The aircraft carrier USS Enterprise is deploying to the Gulf region where it will replace one and possibly both carriers already there, Pentagon officials said Tuesday.
Navy officials had earlier raised the possibility that the Enterprise would increase the number of carriers in the region to three, which would be the biggest US naval presence in the Gulf since the US invasion of Iraq.
But Pentagon spokesman Bryan Whitman denied that US Defense Secretary Robert Gates has decided to up the number of carriers to three, and said the deployment of the Enterprise was part of a "routine swap."
"Has the department made a decision for 3.0 carriers in the Gulf? No. They haven't," Whitman said. "What Secretary Gates has said is still the current guidance with respect to the level of effort in the Centcom area of responsibility."
"There is an allocation plan for major assets like carriers, and the secretary would be involved in any decisions with respect to that," he said.
Defense officials later told reporters that the carrier USS Stennis is expected to have left the region by the time the Enterprise arrives, and that the new carrier will replace the USS Nimitz.
"I don't think it's a one for one replacement. But Enterprise is coming in and one would logically conclude that both (the Stennis and Nimitz) are leaving in the not too distant future," said a Pentagon official.
The next carrier, the USS Truman, is not scheduled to deploy to the Gulf until the fall, which would leave only a single carrier for a period, the official said.
"That's not a decision that has been made," said another senior defense official. "We could maintain two, we could go to one. We're not going to go to three."
Shortly after assuming office in January, Gates moved to raise the US naval presence in the Gulf with the stationing of a second carrier there as a sign of US commitment to the region at a time of rising tensions with Iran.
In May, the Stennis and the Nimitz maneuvered together in the Gulf in the biggest display of US naval power there in years.
The US Fifth Fleet based in Bahrain announced that the Enterprise, which set sail Saturday from Norfolk, Virginia, was also on its way.

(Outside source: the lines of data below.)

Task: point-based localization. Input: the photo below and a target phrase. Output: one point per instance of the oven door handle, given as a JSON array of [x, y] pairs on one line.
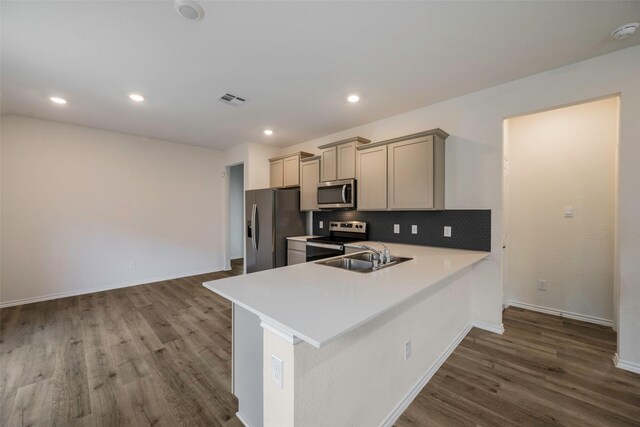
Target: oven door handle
[[325, 245]]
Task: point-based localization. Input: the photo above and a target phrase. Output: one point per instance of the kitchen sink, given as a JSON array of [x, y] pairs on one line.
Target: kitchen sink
[[361, 262]]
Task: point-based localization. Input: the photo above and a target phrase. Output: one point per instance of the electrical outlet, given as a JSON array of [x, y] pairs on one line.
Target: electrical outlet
[[542, 285], [276, 370]]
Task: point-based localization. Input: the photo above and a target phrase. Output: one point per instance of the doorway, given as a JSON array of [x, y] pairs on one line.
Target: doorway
[[560, 211], [236, 215]]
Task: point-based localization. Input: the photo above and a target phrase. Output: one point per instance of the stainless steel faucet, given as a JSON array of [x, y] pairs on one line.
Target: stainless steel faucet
[[383, 256]]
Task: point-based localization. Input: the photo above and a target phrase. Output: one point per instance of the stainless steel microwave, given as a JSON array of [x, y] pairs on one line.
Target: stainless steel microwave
[[337, 194]]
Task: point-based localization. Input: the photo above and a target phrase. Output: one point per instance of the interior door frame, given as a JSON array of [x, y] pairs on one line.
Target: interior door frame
[[616, 233], [227, 215]]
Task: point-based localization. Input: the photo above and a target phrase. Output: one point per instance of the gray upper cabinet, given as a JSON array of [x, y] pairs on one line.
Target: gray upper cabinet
[[284, 171], [291, 171], [338, 159], [346, 160], [328, 169], [309, 178], [413, 173], [276, 173], [371, 169]]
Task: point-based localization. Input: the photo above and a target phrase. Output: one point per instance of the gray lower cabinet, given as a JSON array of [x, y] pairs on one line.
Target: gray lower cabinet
[[296, 252], [309, 178], [404, 173]]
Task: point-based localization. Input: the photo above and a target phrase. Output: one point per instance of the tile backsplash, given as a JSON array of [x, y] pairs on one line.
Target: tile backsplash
[[470, 228]]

Navy officials in Bahrain said the Enterprise was not replacing either the Stennis or the Nimitz, leaving what Pentagon officials later said was an erroneous impression that the number of aircraft carriers would go up to three.
"The Enterprise is heading to Fifth Fleet waters and is not replacing any other ships in the area," a US Navy spokesperson told AFP without elaborating.
The Enterprise "provides navy power to counter the assertive, disruptive and coercive behavior of some countries, as well as support (to) our soldiers and marines in Iraq and Afghanistan," Vice Admiral Kevin Cosgriff, the fleet commander, said in the statement.
"Regular deployments of the strike groups to the Middle East are not designed to provoke any of the Gulf countries," it added.